Foreign doctors treating earthquake victims at Haiti's general hospital are deeply worried many of their patients will die after they leave. They only have to look at a pile of rubble next door to witness the magnitude of the health crisis facing Haiti.
More than 100 dead Haitian nursing students are buried under tons of cement bricks turned to dust and twisted bars, the remnants of a five-story nursing school that collapsed when the 7.0 magnitude quake hit Port-au-Prince on January 12.
A crushed blue school bus with its "National School of Nursing" sign in yellow letters is clearly visible. They can also see rows of collapsed lockers teetering from a second floor. A lab coat still hangs in one.
People working at the hospital said the unintended graveyard in the rubble smelled for a long time, a reminder of the terrible challenges that lie ahead for Haiti's hospitals, many of which were destroyed in the quake.

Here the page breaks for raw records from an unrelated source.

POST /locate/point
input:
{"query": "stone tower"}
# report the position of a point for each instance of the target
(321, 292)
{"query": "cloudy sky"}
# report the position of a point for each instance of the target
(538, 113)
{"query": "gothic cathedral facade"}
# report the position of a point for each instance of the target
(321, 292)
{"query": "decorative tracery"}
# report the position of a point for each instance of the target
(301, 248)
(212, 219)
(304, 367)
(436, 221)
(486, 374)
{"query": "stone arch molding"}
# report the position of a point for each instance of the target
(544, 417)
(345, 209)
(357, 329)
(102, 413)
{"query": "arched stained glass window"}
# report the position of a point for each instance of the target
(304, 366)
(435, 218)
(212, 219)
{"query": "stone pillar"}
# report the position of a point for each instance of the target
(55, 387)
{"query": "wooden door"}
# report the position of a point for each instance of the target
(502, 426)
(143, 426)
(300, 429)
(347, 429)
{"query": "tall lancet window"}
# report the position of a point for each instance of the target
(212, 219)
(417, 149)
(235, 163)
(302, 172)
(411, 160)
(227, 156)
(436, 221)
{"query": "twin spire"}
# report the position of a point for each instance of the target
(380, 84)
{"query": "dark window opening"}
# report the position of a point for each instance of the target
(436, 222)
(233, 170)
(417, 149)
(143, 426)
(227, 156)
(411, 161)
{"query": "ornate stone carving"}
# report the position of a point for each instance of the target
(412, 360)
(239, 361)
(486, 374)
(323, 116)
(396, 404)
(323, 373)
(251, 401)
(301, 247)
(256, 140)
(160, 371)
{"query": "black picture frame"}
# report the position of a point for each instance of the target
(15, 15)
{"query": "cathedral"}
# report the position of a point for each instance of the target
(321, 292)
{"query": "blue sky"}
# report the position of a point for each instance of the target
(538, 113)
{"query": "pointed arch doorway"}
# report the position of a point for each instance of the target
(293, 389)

After the disaster that killed as many as 200,000 people, teams of doctors flooded into Haiti from all over the world, including specialised surgeons with high-tech equipment to operate on amputated limbs.
But most rotate out after a week or two of emergency service, returning their patients to a medical system which was already weak and crumbling before the quake.
"I think many of (the patients) will die," said David Ansell, an internal medicine specialist from Rush University Medical Center working in Port-au-Prince's general hospital. "I have to discharge people and they have to go live in a tent in front of the palace," he said.
Several hundred thousand quake survivors are sleeping outdoors under tents and sheets in improvised refugee camps that carpet all available open spaces in the devastated city.
The US military halted medical evacuations to the United States this week in a dispute over where to treat the patients and who should pay, raising fears some patients who would benefit from treatment abroad would also now die. At the general hospital in the center of Port-au-Prince hundreds of patients lie in cots in tents in the patio, some connected to IV drips or dialysis machines with relatives fanning them to try to keep them cool.
The most serious cases are housed inside in a dark building with cracked walls where patients lie naked or half covered in crowded rooms. Doctors wearing T-shirts from Spain, France, Brazil and the United States check on their condition.
Alix Lassegue, the general hospital's director, said that along with the dead nurses, eight doctors were killed and many fled to other parts of the country after their homes collapsed. He said only half of the staff was coming to work.
"I see (the foreign doctors) working on patients and they do it fast, but when they leave there will be no more good service," said Jimmy, who lost his 10-year-old child, his wife and his mother when his house was destroyed in the earthquake. He was offered a job at the hospital moving patients on cots.